I just put the finishing touches on my final assignment for the semester. Once I turn it in tomorrow morning, I will only have 6 more days of classes here in Cape Town, and only 34 more days total. Shocking.
What's more shocking is that this means I'm halfway finished with my junior year of college. It really occurred to me this morning how much I'm going to miss school. Not necessarily living in dorms, dealing with drama, etc. But classes, and learning. I really enjoying expanding my knowledge on almost any topic, and it will be difficult to continue learning without college. Of course, this is not to say that I'll be done with school after my Senior year. As much as I would love to say goodbye to homework and tests, it is almost guaranteed that I'll go to some sort of schooling after my undergrad. Whether it'll be real grad school, or technical school -- following in my brother's footsteps-- I'm not quite sure. However, the more pictures I take, the more certain I become that I want to keep taking them. And hopefully, someday, pay the bills with pictures. But that's a decision for another day, or year.

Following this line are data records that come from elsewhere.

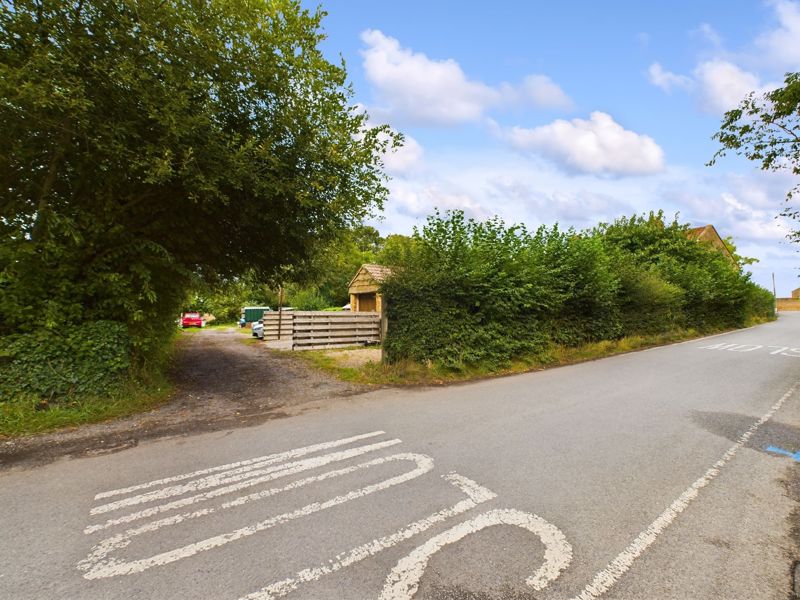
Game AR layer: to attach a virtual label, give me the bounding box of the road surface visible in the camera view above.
[0,314,800,600]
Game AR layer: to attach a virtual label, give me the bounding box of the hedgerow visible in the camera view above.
[382,211,773,370]
[0,321,133,404]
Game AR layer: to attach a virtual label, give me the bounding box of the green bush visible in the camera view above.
[382,211,772,370]
[617,262,685,335]
[0,321,133,402]
[289,288,330,310]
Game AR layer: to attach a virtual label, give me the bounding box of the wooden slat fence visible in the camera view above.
[264,311,294,341]
[292,311,381,350]
[264,310,381,350]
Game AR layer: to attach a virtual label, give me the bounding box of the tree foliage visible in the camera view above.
[710,73,800,242]
[0,0,398,353]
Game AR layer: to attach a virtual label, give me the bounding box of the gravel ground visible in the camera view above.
[0,328,369,469]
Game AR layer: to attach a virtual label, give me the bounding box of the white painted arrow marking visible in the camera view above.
[380,509,572,600]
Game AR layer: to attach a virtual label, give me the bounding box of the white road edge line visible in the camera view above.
[572,381,800,600]
[240,472,497,600]
[94,431,386,500]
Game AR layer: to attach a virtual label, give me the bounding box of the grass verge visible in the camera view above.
[297,320,767,386]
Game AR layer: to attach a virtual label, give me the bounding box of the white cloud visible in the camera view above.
[361,29,572,125]
[383,135,424,175]
[694,59,764,112]
[755,0,800,70]
[502,112,664,175]
[647,63,693,92]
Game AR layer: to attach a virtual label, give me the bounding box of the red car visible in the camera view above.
[181,313,206,327]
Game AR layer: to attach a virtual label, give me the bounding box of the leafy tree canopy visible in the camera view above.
[0,0,400,345]
[709,73,800,242]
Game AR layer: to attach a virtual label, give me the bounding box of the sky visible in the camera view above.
[304,0,800,296]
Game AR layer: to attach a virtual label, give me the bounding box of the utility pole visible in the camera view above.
[772,271,778,317]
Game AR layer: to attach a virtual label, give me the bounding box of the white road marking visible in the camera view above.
[83,440,400,534]
[380,509,572,600]
[89,439,401,515]
[698,344,800,358]
[572,381,800,600]
[94,431,386,500]
[240,473,497,600]
[78,453,433,579]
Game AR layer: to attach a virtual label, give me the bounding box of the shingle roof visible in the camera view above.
[361,263,392,283]
[687,223,736,263]
[348,263,392,287]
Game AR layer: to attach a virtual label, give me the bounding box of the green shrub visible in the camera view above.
[382,211,772,370]
[0,321,132,401]
[289,288,329,310]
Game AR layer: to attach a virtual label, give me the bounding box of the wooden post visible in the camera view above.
[381,296,389,363]
[278,285,283,340]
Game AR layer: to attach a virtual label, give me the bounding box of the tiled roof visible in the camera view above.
[347,263,392,287]
[361,263,392,283]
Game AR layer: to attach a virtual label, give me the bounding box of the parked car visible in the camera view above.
[181,312,206,327]
[252,319,264,340]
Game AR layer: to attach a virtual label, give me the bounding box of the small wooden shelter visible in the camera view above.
[350,264,392,312]
[688,223,737,265]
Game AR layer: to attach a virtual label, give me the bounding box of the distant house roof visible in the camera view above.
[688,223,736,264]
[350,263,392,286]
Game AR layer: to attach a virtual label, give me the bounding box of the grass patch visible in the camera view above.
[296,322,758,386]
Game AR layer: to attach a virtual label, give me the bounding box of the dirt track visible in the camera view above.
[0,328,366,469]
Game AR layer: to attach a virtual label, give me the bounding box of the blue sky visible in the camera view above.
[306,0,800,296]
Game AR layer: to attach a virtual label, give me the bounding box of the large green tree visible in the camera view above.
[0,0,399,346]
[711,73,800,242]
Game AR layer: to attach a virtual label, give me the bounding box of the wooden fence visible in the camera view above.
[777,298,800,310]
[263,311,294,340]
[264,311,381,350]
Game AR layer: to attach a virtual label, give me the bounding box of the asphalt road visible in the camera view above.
[0,314,800,600]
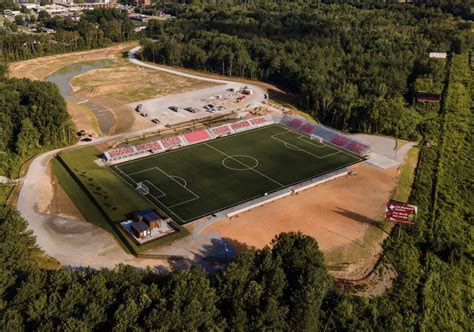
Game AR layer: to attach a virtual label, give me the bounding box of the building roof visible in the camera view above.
[132,221,150,234]
[143,212,161,222]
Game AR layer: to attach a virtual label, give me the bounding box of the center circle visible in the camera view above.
[222,154,258,171]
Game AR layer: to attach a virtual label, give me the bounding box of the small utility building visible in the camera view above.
[133,209,163,230]
[131,221,151,239]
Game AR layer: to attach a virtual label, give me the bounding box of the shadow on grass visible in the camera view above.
[170,238,255,274]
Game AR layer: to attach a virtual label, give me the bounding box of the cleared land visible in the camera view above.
[71,59,215,104]
[9,42,215,134]
[8,42,137,80]
[112,125,363,223]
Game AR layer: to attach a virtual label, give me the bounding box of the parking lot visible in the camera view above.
[129,83,266,128]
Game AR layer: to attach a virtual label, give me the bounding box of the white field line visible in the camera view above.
[114,166,187,223]
[142,180,166,199]
[115,124,363,224]
[154,167,200,199]
[206,144,285,187]
[270,131,340,159]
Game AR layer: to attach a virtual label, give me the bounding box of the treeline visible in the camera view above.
[0,71,74,178]
[0,8,135,62]
[0,208,332,331]
[0,54,474,331]
[142,1,472,139]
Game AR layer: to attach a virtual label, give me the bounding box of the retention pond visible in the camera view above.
[46,59,115,134]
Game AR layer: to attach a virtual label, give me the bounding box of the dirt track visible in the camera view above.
[207,164,396,251]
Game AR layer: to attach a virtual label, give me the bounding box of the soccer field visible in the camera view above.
[112,125,363,224]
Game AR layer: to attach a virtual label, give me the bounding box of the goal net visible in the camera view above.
[137,182,150,195]
[310,134,324,143]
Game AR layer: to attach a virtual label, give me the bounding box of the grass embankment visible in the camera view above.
[59,147,150,222]
[392,147,420,202]
[53,147,189,254]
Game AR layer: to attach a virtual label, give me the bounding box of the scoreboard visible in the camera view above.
[385,199,418,225]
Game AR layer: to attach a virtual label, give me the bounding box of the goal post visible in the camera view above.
[137,182,150,195]
[309,134,324,143]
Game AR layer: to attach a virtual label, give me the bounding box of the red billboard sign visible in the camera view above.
[385,199,418,225]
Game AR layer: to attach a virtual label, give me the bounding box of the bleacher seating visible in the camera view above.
[136,141,162,152]
[280,115,294,126]
[183,129,212,144]
[230,120,250,131]
[300,123,316,134]
[331,135,350,147]
[211,125,232,136]
[160,136,184,149]
[106,146,137,160]
[288,119,303,129]
[250,116,268,125]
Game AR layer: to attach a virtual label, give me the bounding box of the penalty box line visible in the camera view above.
[205,143,285,187]
[115,166,186,223]
[117,167,201,209]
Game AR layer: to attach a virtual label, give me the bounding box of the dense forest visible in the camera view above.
[142,1,474,139]
[0,53,474,331]
[0,8,135,62]
[0,70,74,183]
[0,0,474,331]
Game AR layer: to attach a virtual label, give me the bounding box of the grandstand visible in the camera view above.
[230,120,253,132]
[160,136,186,149]
[104,115,369,163]
[183,129,212,144]
[210,124,232,137]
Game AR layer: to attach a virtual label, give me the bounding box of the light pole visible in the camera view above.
[224,240,229,265]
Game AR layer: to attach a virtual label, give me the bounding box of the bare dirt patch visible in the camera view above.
[71,59,215,104]
[66,101,100,135]
[9,42,137,80]
[206,163,397,272]
[36,164,84,220]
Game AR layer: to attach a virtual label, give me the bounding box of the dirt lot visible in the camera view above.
[9,42,137,80]
[206,163,397,273]
[71,59,213,104]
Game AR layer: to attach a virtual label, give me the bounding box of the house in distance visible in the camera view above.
[120,209,175,245]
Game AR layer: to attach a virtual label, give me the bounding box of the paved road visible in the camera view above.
[17,48,264,269]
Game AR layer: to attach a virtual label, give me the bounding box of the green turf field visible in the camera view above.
[112,125,363,223]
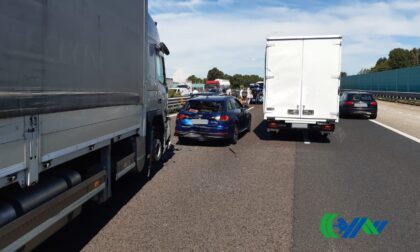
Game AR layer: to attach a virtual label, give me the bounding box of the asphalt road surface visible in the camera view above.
[38,106,420,251]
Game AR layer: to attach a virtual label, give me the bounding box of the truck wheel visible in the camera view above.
[245,117,252,133]
[178,136,185,144]
[230,125,239,144]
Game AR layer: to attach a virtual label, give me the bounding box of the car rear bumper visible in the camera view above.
[340,108,378,115]
[175,131,231,140]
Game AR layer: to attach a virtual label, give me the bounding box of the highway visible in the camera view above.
[38,105,420,251]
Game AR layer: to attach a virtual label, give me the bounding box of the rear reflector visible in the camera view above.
[287,109,299,115]
[267,122,279,129]
[219,115,230,122]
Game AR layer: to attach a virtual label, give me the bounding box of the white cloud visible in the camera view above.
[154,0,420,77]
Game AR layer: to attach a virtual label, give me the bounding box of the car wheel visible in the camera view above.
[245,117,252,133]
[230,125,239,144]
[178,136,185,144]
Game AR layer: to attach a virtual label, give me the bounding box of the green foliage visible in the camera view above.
[229,74,263,88]
[207,67,225,80]
[370,48,420,74]
[187,67,263,89]
[187,75,204,83]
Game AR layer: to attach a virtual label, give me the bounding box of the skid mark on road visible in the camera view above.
[369,120,420,143]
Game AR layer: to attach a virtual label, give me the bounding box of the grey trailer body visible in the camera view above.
[0,0,170,250]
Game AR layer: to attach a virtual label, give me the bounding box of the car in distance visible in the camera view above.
[340,91,378,119]
[191,92,217,98]
[175,96,251,144]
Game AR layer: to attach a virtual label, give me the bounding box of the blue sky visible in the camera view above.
[149,0,420,81]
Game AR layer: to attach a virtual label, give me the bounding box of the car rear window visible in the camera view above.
[347,94,373,101]
[184,101,223,113]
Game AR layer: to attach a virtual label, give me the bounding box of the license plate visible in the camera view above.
[292,123,308,129]
[354,102,367,108]
[191,119,209,125]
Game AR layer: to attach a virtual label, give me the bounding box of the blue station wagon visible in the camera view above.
[175,96,251,144]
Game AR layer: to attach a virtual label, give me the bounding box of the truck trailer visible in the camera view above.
[264,35,342,135]
[0,0,170,251]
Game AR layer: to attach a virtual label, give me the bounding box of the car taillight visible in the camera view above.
[176,114,188,120]
[219,115,230,122]
[321,124,335,131]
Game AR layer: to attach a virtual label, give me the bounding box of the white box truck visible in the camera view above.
[264,35,342,135]
[0,0,170,251]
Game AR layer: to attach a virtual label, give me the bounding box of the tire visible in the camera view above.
[245,117,252,133]
[230,125,239,144]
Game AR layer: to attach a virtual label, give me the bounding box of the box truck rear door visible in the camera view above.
[301,37,341,119]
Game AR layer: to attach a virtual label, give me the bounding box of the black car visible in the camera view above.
[340,91,378,119]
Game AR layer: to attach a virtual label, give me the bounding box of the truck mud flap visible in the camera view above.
[0,171,106,251]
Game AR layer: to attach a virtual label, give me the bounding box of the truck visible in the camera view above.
[263,35,342,135]
[0,0,170,251]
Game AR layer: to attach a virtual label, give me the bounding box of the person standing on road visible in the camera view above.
[246,88,254,105]
[226,88,232,96]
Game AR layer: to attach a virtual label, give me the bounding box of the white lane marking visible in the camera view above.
[369,119,420,143]
[303,131,311,144]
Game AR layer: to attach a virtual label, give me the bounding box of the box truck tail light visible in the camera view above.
[321,124,335,131]
[219,115,230,122]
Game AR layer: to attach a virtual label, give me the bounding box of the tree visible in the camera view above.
[370,58,391,72]
[187,75,204,83]
[388,48,411,69]
[207,67,225,80]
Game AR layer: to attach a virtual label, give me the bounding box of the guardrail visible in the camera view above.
[168,96,190,113]
[369,91,420,100]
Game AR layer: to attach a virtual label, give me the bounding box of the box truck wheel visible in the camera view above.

This, of course, is yet another thing I've learned during my time in Cape Town: the true meaning of "crossing that bridge when you come to it". In the past, I have wasted hours, and days, trying to plan out exactly what's going to happen for me in the future. My job. My friends. My relationships, marriage, kids, blah blah blah.
Cape Town has taught me to live for today. Of course, you always need to keep tomorrow in mind, but today is all that matters. Tomorrow is never a guarantee, its a privilege.
(Ha. That reminds me of my other lesson: A microwave is a privilege, not a guarantee).
You can plan and plan for tomorrow, but when you've reached your last tomorrow, will you have wasted all of your todays?
So yes, now school is coming to a close, and soon also will my time in South Africa. S'Africa. But it is not, nor will it ever been a concern, that I wasted my time here. My todays here. I am certain that my days spent in Cape Town are easily the most valued days I have had yet in my short 20 years of living, and I hope that I can continue that trend after arriving home.
Of course the transition to home will undoubtedly be a challenge. I left a lot of loose ends when I left, and will need to start along the path of tying them up. That's not going to be easy, because, per usual, they affect other people in my life.
The thing I've realized as well, is that I learned so much from Cape Town because it was a natural challenge. I don't learn nearly enough at home -- life learning that is, not school -- because it is no longer a challenge. It's just home. So to counteract this, I'm planning on a series of changes for myself, to make sure I continue along the path of appreciation, self-awareness, and learning I've begun here.
They aren't anything major. And of course, they aren't anything foolish. But I do think they are important. I just wish I could teach others how important continued learning is...well beyond the school years.
Anyway...if you didn't read it all, at least read this:
Neither microwaves nor tomorrows are a guarantee.